ユーザビリティテストとは~「ユーザ心理」と「サイト/アプリの課題」を発見する手法

ユーザビリティテスト(ユーザテスト)は、ユーザにWebサイト/アプリを実際に利用してもらい、 その行動・発言の観察を通じて、「 ユーザ心理」と「Webサイト/アプリの課題」を見つける手法です。

ユーザの視線を追える「アイトラッキング」などの装置を使ったテストが有名ですが、そのような装置を使わないものも、もちろん立派なユーザテストです。

Webサイト/アプリの課題には、ユーザビリティの課題はもちろんのこと、それ以外の課題(そもそもコンテンツがない、機能がない等)も含まれます。

ユーザビリティとは何か

ユーザビリティとは、簡単に言うと、「ターゲットとするユーザにとって使いやすいかどうか」という度合いのことを指します。

より厳密な定義として、よく用いられるのは以下の国際標準化機構(ISO9241-11)のものです。

ある製品が、指定された利用者によって、指定された利用の状況下で、指定された目的を達成するために用いられる際の、有効さ、効率及び利用者の満足度の度合い

「ユーザビリティ」という言葉を聞くと、多くの方は、レイアウトやボタンの形状など、「サイト自体の見た目やデザイン」のことを指していると思いがちです。
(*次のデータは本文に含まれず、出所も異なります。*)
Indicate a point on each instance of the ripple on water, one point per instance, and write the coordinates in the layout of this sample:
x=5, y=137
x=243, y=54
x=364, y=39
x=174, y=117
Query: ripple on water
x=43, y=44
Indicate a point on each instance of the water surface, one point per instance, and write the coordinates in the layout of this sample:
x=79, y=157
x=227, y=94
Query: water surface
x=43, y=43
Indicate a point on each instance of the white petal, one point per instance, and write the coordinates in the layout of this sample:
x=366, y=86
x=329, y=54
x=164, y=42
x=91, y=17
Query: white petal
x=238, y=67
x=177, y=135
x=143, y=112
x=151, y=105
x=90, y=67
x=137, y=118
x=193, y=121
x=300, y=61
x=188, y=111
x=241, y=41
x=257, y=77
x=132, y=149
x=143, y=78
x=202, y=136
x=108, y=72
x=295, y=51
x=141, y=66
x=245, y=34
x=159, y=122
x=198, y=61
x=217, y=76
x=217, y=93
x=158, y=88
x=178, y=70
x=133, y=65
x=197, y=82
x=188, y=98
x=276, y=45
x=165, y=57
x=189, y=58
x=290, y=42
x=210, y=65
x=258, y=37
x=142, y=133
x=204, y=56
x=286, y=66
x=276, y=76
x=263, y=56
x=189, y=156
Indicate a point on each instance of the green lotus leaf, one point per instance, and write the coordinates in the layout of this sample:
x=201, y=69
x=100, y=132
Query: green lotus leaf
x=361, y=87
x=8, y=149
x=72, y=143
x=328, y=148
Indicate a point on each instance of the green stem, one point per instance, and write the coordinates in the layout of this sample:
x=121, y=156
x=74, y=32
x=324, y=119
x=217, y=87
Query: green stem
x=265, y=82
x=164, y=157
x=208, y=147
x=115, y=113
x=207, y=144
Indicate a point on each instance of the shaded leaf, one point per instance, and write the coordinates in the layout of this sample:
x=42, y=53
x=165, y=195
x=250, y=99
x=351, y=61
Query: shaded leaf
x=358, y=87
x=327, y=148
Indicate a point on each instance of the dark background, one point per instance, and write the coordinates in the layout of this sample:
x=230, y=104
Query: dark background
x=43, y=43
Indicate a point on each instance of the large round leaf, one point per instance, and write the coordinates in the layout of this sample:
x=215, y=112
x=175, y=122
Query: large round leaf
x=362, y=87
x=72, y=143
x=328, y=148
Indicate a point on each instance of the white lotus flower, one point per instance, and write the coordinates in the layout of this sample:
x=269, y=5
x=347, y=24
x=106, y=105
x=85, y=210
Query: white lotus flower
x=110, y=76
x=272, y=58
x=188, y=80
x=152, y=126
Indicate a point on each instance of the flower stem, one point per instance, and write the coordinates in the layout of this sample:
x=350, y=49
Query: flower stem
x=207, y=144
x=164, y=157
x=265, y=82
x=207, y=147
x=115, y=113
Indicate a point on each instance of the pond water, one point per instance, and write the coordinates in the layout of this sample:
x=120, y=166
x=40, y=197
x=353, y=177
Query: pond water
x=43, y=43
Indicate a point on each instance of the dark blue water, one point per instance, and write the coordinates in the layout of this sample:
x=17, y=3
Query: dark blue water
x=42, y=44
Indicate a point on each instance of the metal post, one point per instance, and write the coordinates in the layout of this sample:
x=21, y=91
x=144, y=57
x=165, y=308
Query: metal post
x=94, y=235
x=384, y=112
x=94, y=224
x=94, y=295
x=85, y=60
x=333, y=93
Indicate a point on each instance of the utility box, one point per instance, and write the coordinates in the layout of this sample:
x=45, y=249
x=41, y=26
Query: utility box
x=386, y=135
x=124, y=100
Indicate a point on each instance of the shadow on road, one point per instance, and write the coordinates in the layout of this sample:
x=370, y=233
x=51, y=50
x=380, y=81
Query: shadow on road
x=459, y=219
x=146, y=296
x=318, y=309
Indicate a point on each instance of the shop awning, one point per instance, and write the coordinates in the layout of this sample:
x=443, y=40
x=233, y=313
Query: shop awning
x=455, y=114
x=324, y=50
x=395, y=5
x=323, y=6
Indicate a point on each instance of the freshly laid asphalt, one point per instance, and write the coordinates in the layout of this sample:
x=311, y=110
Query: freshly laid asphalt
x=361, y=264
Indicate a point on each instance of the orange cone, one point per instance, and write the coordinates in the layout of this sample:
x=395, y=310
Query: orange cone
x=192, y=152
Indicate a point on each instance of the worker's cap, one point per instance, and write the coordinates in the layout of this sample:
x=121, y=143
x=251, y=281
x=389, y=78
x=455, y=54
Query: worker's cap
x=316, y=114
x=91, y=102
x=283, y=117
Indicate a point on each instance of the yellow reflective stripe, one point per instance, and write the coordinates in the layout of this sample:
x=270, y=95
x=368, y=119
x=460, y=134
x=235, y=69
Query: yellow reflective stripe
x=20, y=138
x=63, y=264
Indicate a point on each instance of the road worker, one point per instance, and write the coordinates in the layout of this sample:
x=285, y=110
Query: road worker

しかしこの理解は、上記ユーザビリティの定義からすると、誤ったものです。

ユーザビリティのよくある誤解

 

正しくユーザビリティを考えるには、まずサイトではなく、「このサイトは誰がターゲットで・どんな状況・目的で使われているか」を捉えるべきです。上記を踏まえた上で、「そのユーザ・状況・目的によって、サイトが使いやすいものかどうか」がユーザビリティの善し悪しとなります。

ユーザビリティに関する詳細は、ユーザビリティの定義や評価方法の詳細はこちらをご覧ください。

 

 

なぜユーザテストが必要か

ユーザテストが必要な理由は2つあります。

理由1.制作者がユーザ視点に立つことは困難

誰しもが「ユーザを想像」し、できるだけユーザ視点になろうと努力をされていますが、想像力には限界があります。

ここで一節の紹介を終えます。